Your cat’s claws serve many purposes. And when their claws are taken from them, they can suffer in many ways. A few states in the US have banned declawing, but there are many states where this practice is still legal. Some people argue that more cats will be euthanized if declawing is not permitted. But, obviously, it goes without saying that unwanted litters are the number one reason why cats are euthanized each year. I personally feel that you should never declaw your cat, and I know that I am not alone when I say this. If you know the truth about declawing, the damage it can do to your cat’s mental state should be reason enough never to do it. To say that declawing is cruel is putting it lightly.
Your cat scratches for many reasons as I mentioned above. They can do so to visually mark their territory, along with marking it with their scent. Your cat can even scratch on surfaces heavily marked with your scent as a way of proving their affection for you. Unlike their big cat cousins, domesticated cats all have retractable claws. These claws are a necessary part of their instinct for survival and a way in which they communicate with the world. Especially to other cats. Another way in which they use their claws is when they are excited or when they are stretching. Your cat will also flex those kitty claws as a way to relieve stress and even remove worn sheaths from their nails.
ASPCA.org shares that declawing medically referred to as onychectomy, “is the amputation of the last digital bone, including the nail bed and claw, on each front toe. If the surgery is performed correctly and the entire nail bed is removed, the claw cannot regrow.”
For cats who are declawed as an adult, it has been revealed that this is often an emotionally traumatic experience from which some cats never fully recover from. However, it has been deemed necessary to have a cat’s claws removed for a limited number of reasons. These reasons include damage to the nail, a tumor, or irreversible trauma.
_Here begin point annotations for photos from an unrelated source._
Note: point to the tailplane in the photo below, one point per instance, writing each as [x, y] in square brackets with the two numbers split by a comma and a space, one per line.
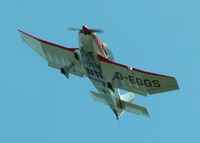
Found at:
[128, 97]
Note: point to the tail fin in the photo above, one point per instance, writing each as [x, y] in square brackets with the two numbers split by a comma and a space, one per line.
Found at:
[128, 97]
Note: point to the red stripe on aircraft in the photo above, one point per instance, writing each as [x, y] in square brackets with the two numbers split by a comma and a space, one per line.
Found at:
[59, 46]
[130, 68]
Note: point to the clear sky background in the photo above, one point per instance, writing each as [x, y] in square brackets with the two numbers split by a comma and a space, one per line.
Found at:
[39, 105]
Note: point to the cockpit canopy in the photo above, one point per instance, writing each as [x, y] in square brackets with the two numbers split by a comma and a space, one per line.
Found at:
[108, 52]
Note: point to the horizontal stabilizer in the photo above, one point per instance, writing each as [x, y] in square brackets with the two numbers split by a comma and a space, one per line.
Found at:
[128, 97]
[98, 97]
[133, 108]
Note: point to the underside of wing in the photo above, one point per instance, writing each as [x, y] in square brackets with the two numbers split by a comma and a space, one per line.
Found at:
[135, 80]
[57, 56]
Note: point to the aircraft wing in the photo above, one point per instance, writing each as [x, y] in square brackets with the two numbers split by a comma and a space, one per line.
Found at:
[134, 80]
[57, 56]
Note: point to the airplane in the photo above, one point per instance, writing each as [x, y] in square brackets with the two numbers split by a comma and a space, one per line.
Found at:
[94, 59]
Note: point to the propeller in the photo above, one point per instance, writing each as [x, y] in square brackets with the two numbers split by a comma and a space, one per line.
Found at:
[85, 29]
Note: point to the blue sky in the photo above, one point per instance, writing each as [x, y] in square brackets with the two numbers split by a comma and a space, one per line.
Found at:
[38, 104]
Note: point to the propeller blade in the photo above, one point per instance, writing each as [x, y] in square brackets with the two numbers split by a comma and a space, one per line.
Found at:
[90, 30]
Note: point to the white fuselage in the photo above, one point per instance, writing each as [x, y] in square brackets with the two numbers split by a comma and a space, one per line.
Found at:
[90, 47]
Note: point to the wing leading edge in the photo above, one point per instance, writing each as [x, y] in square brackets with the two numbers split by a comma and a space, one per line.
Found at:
[57, 56]
[135, 80]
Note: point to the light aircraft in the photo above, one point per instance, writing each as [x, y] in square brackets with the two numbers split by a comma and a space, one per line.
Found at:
[94, 59]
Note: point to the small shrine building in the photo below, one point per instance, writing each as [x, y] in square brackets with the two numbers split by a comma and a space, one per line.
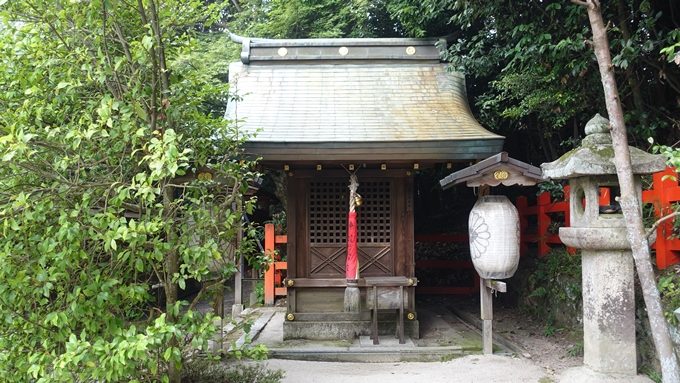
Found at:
[322, 109]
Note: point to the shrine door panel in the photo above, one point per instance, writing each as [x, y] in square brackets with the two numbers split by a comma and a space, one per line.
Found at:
[327, 217]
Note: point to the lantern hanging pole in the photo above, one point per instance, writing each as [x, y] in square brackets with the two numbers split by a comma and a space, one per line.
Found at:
[351, 303]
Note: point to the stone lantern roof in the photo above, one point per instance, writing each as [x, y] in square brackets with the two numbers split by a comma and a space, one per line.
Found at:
[595, 156]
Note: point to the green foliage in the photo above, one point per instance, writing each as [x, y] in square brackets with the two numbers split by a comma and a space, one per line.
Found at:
[314, 19]
[530, 67]
[671, 153]
[553, 290]
[107, 112]
[555, 188]
[259, 292]
[207, 371]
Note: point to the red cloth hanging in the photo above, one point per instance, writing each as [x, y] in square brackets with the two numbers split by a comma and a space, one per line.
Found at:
[351, 264]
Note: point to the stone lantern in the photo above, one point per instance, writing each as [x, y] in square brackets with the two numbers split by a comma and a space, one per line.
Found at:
[606, 259]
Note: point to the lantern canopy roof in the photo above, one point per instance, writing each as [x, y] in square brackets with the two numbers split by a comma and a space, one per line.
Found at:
[595, 156]
[494, 171]
[353, 100]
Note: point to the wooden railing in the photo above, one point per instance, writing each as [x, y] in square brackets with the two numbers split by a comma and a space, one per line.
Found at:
[664, 193]
[273, 279]
[543, 236]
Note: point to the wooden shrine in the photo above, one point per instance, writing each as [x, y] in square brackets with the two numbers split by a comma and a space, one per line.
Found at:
[320, 110]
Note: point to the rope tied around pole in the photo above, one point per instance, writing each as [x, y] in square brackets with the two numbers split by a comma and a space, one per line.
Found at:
[352, 296]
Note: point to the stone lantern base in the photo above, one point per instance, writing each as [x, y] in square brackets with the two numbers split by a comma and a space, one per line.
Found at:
[584, 374]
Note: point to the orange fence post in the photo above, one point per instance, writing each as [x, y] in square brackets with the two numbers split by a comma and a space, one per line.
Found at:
[522, 208]
[269, 273]
[543, 220]
[663, 193]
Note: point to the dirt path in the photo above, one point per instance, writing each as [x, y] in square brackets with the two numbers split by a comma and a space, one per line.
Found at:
[472, 369]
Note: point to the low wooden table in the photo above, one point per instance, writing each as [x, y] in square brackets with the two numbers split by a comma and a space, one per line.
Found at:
[391, 297]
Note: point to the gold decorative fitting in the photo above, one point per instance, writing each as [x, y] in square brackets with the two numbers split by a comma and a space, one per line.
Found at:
[204, 176]
[501, 175]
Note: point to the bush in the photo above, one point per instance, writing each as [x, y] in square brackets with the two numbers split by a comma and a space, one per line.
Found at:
[206, 370]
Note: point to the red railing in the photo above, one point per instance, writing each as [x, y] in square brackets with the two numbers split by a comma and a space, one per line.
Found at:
[273, 279]
[664, 193]
[544, 207]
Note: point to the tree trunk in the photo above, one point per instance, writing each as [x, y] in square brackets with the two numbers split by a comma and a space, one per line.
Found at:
[628, 200]
[171, 268]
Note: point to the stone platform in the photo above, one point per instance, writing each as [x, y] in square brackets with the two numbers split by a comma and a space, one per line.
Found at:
[443, 336]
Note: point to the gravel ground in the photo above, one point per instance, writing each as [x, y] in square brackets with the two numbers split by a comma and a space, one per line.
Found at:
[472, 369]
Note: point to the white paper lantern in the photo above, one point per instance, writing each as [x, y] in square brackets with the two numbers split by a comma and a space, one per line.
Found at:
[494, 237]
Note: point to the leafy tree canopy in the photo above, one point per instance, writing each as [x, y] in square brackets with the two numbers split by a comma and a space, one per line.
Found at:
[532, 74]
[117, 179]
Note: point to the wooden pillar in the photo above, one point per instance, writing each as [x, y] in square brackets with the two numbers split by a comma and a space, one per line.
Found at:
[486, 300]
[486, 290]
[269, 273]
When a cat gets declawed it’s not just like they’re getting a super deluxe manicure. They are literally having pieces of their body removed. If performed on a human being, it would be like cutting off each finger at the last knuckle.There is also a procedure known as a tendonectomy which is sometimes performed, in which the tendon that controls each toe is severed. This procedure is associated with a high incidence of abnormally thick claw growth. Worst of all, declawing might be necessary later on due to complications involved with tendonectomy.
I’ve heard this first-hand several times that cats who have been declawed are at much higher risk of developing behavior issues, such as aggression toward people or other pets in the home. The Journal of Feline Medicine and Surgery has directly linked behavior issues related to cats that have been declawed.
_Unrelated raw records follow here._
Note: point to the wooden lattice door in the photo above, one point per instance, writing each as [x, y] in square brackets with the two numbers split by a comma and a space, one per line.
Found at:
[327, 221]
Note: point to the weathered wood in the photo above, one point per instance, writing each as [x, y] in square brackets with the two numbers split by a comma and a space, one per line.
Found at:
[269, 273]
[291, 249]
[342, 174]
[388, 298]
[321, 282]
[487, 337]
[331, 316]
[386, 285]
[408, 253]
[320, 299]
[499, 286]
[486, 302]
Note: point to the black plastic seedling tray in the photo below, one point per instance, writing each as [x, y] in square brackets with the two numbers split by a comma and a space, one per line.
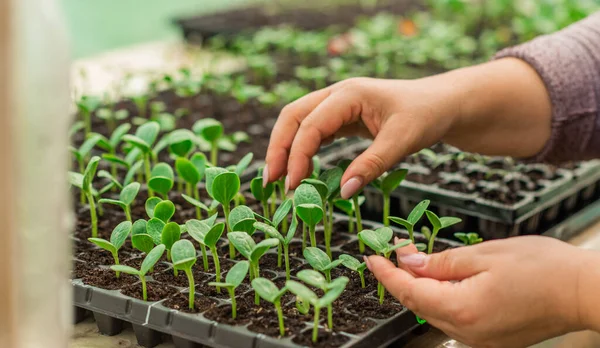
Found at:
[151, 321]
[534, 212]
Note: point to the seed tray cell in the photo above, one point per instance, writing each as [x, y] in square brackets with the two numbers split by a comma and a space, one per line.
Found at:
[152, 320]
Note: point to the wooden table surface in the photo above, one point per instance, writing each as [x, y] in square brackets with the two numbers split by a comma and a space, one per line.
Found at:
[103, 71]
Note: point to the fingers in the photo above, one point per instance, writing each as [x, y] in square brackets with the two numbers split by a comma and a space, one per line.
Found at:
[284, 132]
[336, 111]
[453, 264]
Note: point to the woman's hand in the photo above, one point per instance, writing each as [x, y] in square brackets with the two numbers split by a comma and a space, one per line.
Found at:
[481, 109]
[508, 293]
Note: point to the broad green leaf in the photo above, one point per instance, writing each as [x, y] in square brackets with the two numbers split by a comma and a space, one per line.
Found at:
[242, 243]
[433, 219]
[448, 221]
[154, 228]
[266, 289]
[392, 180]
[310, 214]
[164, 211]
[213, 235]
[90, 173]
[129, 193]
[151, 205]
[209, 129]
[243, 164]
[181, 142]
[237, 273]
[183, 254]
[242, 219]
[104, 244]
[334, 293]
[151, 258]
[317, 258]
[261, 248]
[331, 178]
[170, 234]
[125, 269]
[225, 186]
[282, 211]
[417, 212]
[259, 192]
[120, 234]
[301, 291]
[195, 202]
[312, 278]
[187, 171]
[133, 170]
[269, 230]
[211, 174]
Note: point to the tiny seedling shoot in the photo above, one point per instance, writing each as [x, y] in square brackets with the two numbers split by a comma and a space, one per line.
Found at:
[117, 239]
[309, 296]
[207, 236]
[126, 197]
[379, 241]
[309, 209]
[353, 264]
[320, 261]
[149, 261]
[438, 223]
[412, 219]
[183, 255]
[244, 243]
[386, 184]
[267, 290]
[470, 238]
[234, 278]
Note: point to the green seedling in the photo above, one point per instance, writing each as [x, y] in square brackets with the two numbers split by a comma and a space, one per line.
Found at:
[379, 241]
[244, 243]
[386, 184]
[211, 131]
[353, 264]
[86, 106]
[207, 235]
[126, 197]
[149, 261]
[84, 183]
[308, 206]
[183, 255]
[233, 280]
[223, 186]
[117, 239]
[284, 241]
[348, 207]
[142, 142]
[267, 290]
[192, 172]
[438, 223]
[309, 296]
[470, 238]
[162, 179]
[320, 261]
[412, 219]
[262, 194]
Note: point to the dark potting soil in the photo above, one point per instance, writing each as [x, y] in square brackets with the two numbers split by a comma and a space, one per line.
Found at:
[180, 302]
[155, 291]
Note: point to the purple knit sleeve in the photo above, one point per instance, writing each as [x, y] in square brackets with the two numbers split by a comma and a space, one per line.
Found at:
[569, 64]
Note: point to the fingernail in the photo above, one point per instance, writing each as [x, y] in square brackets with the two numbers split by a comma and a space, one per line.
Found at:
[366, 259]
[265, 175]
[351, 187]
[414, 260]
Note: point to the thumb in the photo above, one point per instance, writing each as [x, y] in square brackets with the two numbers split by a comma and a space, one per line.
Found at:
[453, 264]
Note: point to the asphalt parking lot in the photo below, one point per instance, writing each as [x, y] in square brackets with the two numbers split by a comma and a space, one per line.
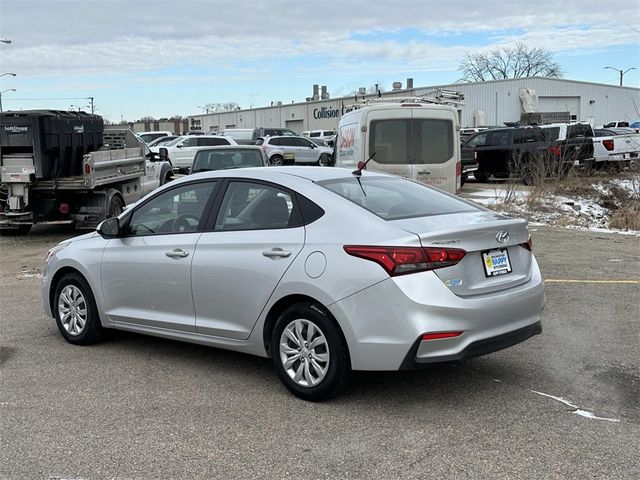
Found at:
[138, 407]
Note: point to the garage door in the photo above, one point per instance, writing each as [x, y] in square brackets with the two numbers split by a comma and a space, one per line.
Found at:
[560, 104]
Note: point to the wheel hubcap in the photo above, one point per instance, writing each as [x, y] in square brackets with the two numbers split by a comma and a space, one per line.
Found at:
[304, 353]
[72, 310]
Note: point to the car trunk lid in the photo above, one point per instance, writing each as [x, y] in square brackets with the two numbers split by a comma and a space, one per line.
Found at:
[497, 255]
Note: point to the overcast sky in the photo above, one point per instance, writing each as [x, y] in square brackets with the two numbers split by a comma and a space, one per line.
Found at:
[163, 58]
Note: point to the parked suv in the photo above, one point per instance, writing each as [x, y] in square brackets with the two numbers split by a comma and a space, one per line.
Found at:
[181, 151]
[280, 150]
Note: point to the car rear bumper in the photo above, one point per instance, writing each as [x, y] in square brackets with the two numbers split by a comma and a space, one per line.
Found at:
[384, 323]
[479, 347]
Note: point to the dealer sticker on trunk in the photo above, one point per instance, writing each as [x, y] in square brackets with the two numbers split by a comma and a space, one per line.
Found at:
[496, 262]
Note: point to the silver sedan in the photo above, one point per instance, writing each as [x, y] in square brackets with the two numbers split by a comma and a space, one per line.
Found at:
[323, 270]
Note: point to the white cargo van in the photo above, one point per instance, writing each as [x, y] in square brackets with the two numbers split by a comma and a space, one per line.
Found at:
[415, 140]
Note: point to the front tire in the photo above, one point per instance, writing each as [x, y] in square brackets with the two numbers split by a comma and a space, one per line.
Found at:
[309, 353]
[75, 311]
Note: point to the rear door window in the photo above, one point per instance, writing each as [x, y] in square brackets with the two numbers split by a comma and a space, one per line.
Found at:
[433, 140]
[391, 141]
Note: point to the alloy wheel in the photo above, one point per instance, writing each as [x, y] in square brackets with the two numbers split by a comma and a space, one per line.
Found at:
[72, 310]
[304, 353]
For the study, the author group, based in North America, investigated a total of 137 non-declawed cats and 137 declawed cats, of which 33 were declawed on all four feet.
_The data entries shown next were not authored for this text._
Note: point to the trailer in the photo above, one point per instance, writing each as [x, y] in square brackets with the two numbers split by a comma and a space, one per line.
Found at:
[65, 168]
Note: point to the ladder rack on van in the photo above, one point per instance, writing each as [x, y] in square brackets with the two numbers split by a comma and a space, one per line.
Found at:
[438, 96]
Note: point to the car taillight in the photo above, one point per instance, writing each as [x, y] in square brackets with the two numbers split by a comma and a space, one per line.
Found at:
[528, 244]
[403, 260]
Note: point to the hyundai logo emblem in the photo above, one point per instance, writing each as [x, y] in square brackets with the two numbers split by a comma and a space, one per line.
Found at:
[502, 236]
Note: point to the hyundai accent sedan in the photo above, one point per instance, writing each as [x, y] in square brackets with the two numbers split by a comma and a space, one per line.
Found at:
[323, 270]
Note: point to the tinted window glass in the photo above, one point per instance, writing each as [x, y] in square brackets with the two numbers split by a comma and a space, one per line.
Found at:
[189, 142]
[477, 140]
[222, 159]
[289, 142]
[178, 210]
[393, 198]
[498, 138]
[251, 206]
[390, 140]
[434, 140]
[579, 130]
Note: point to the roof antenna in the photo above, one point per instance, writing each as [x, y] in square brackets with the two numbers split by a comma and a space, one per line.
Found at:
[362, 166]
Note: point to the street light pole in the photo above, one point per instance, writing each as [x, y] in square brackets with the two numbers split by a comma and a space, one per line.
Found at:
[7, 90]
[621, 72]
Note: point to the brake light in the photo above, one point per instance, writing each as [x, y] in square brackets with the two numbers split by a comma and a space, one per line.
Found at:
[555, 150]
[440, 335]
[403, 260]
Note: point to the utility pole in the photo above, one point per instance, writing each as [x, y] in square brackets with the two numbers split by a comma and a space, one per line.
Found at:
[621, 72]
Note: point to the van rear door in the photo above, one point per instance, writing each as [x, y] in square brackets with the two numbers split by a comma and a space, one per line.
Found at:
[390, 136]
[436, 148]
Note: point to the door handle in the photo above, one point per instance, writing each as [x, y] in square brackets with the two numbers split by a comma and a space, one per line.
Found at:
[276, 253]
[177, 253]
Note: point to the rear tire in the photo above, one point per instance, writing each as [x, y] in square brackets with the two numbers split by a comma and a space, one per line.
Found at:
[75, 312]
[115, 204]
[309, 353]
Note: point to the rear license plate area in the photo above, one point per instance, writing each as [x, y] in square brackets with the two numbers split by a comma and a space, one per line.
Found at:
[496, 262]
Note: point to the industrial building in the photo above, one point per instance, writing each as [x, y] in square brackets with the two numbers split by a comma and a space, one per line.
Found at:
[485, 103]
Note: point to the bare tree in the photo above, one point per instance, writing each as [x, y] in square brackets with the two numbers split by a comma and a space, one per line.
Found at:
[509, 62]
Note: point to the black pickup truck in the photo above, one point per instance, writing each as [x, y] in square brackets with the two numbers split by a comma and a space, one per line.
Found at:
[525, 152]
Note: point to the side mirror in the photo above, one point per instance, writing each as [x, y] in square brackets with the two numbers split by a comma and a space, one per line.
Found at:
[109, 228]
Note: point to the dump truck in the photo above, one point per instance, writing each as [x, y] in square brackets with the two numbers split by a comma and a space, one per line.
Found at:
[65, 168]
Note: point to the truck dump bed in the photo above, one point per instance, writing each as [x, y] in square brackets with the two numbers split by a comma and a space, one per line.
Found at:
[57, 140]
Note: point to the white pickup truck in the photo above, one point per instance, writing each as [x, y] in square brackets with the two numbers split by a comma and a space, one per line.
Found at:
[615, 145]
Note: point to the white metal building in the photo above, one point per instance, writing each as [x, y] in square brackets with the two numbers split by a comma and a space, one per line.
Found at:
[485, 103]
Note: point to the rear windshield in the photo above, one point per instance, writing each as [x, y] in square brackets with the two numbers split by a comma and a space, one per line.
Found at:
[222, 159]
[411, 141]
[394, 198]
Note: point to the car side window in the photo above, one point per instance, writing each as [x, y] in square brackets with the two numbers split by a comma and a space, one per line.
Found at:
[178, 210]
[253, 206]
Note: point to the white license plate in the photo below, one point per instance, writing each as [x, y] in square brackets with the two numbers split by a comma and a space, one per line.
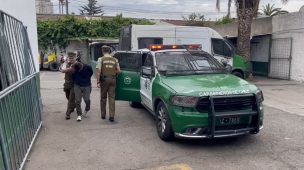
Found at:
[229, 120]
All 274 cats were physically examined for signs of pain and barbering (excessive licking or chewing of fur) and their medical history was reviewed for unwanted behaviors.
They found that inappropriate toileting, biting, aggression and overgrooming occurred significantly more often in the declawed cats than the non-declawed cats (roughly 7, 4, 3 and 3 times more often, respectively, based on the calculated odds ratio). A declawed cat was also almost 3 times more likely to be diagnosed with back pain than a non-declawed cat (potentially due to shortening of the declawed limb and altered gait, and/or chronic pain at the site of the surgery causing compensatory weight shift to the pelvic limbs).
Cats need their claws to defend themselves from larger predators in the wild. And although exclusively indoor cats are not at risk of coming in contact with larger predators, there is always the possibility that your cat can go missing. Should an indoor cat that has been declawed get lost outside, they have virtually no way of fully protecting themself sans claws. Cats do not use their teeth to defend themselves as dogs would. They rely on their claws to protect themselves.
Obviously, there are surgical concerns, such as complications with anesthesia. But there are other problems that can occur post-surgery as well. If a cat’s claws have not been removed properly, there can be a regrowth of improperly removed claws, nerve damage, and bone spurs.
Please, don’t rob your kitty of their precious claws. Can you imagine being taken to a strange place and waking up to find that your fingers have been mutilated from the knuckle down? Imagine for a second how that must feel to your cat who is frightened and confused.
There are a number of ways to deter your cat from scratching on things in your home not intended for scratching. Please, whatever you do, I beg you to consider that before having your cat’s claws surgically removed.